The updated plans — which are 90% complete — were presented in a virtual public hearing on Wednesday. County staff are taking public comments via email on this version until Dec. 4, and the final plans will be submitted next summer. Construction on the section of road from S. Joyce Street to S. Eads Street is slated to begin in 2022.
The $16.87-million project aims to reduce conflicts among cars, buses, bikes and pedestrians with narrower lanes, stretches of bus-only lanes, protected left turns and signalized right turns, clearer sidewalks and shorter crosswalks. The south side of Army Navy Drive will have two-way bike lane protected by a line of trees.
The measures mean the new Army Navy Drive will be reduced to two through lanes in each direction, narrowing to one lane east of S. Eads Street.
“This segment has much lower traffic volumes than the other four blocks of the project corridor,” Lawler said in an email.
Reducing a lane of traffic to accommodate a bus lane between S. Joyce Street and S. Hayes Street will actually improve flow because buses will not block traffic while loading passengers, he said.
Traffic lanes will be narrowed to slow down cars, but staff are not planning to propose a lower speed limit, which is 35 miles per hour, Lawler said during the meeting.
Construction is still a ways off. Staff expect construction to begin in the spring of 2022. With work scheduled block by block to minimize disruptions, it could last until the fall of 2024. Original plans had construction starting in 2020 and ending in 2022.
Lawler attributed the delays to the additional tasks needed for a project receiving federal aid.
“For this project, it took much longer to receive our National Environmental Policy Act document approval than we had envisioned,” he said in an email.

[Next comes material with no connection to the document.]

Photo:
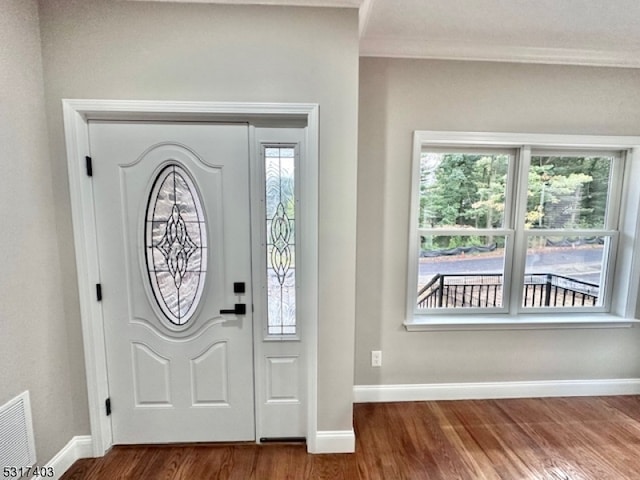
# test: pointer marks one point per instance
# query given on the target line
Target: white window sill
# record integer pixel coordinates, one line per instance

Staff skipped the 60% design phase to make up for lost time, he said.
After the medians are removed, work will start on the south side of Army Navy Drive, beginning with the area where Amazon HQ2 will be, along S. Eads Street, and moving west. Once the medians are replaced, the road will be repainted and striped, concluding the project.

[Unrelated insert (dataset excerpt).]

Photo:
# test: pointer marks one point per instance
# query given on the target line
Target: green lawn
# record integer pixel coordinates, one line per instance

Lawler said in the meeting that “we won’t have any conflict” with Amazon construction.
Community feedback led to two major changes, he said. First, another block of protected bike lane was added to connect the bike lane west of S. Lynn Street with the planned protected bike lane starting at S. Joyce Street.
“This way we don’t have a missing link in the system,” Lawler said in the meeting.
Staff could not insert this change into this project, as it is receiving federal funding, so they created a separate capital improvement project to address it, he said.
From S. Lynn Street — near Prospect Hill Park — to S. Eads Street, Army Navy Drive is “pretty uncomfortable to use scooters and bikes on,” Lawler told ARLnow after the meeting. “The changes will provide them a safer route for them to use.”
With the changes, bicyclists on Army Navy Drive will be able to use the major east-west link more easily to connect with the Mount Vernon Trail and get to Washington, D.C., he said.
Another change was to align the bumpy pedestrian ramps with the crosswalk. Initially, the ramps were perpendicular to the crosswalk, which advocates said directs vision-impaired pedestrians into harm’s way.